The standard approach to control and optimization of stochastic systems is based on dynamic programming. This approach works backward in time and it treats the infinite-horizon problems as the limiting case with the backward time going to infinity. Optimality equations are first derived and then it is proved that the solutions to the optimality equations indeed lead to optimal policies. When the value functions are not differentiable, the concept of viscosity solutions is introduced.

A sensitivity-based approach has been developed recently to stochastic learning and optimization. The approach was first developed for discrete event dynamic systems and is being extended to continuous-time and continuous state systems. The basic idea is: fundamentally, one can only compare the performance of two policies at a time; and therefore, when developing optimization theories and methodologies, one has to first study the difference of the performance of any two polices. It turns out that many results in optimization can be obtained by a direct comparison of the performance of any two policies based on this performance difference formula. We found that this “direct comparison” method is essential for optimization.

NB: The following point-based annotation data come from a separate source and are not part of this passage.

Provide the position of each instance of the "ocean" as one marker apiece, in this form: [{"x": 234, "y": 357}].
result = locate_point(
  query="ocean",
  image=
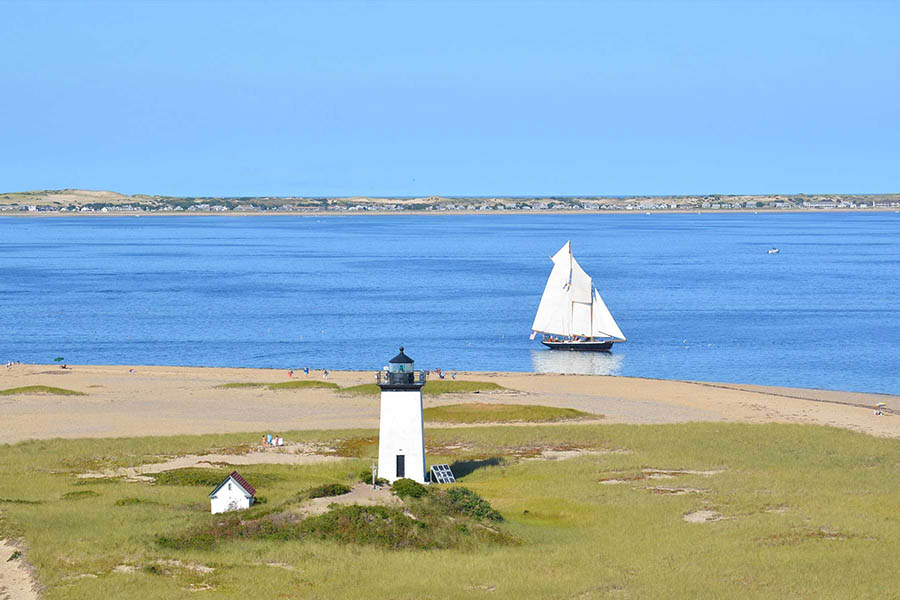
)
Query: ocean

This approach has some advantages over the dynamic programming approach: It is intuitive clear because it is based on a direct comparison of any two policies. Thus, it is easy to verify that the solution to the optimality equation is indeed optimal; viscosity solution is not needed. This approach applies in the same way to different performance criteria, including finite and infinite-horizon problems. Furthermore, the approach brings some new insights that leads to new methods and results in control and optimization, including the event-based optimization and gradient-based learning.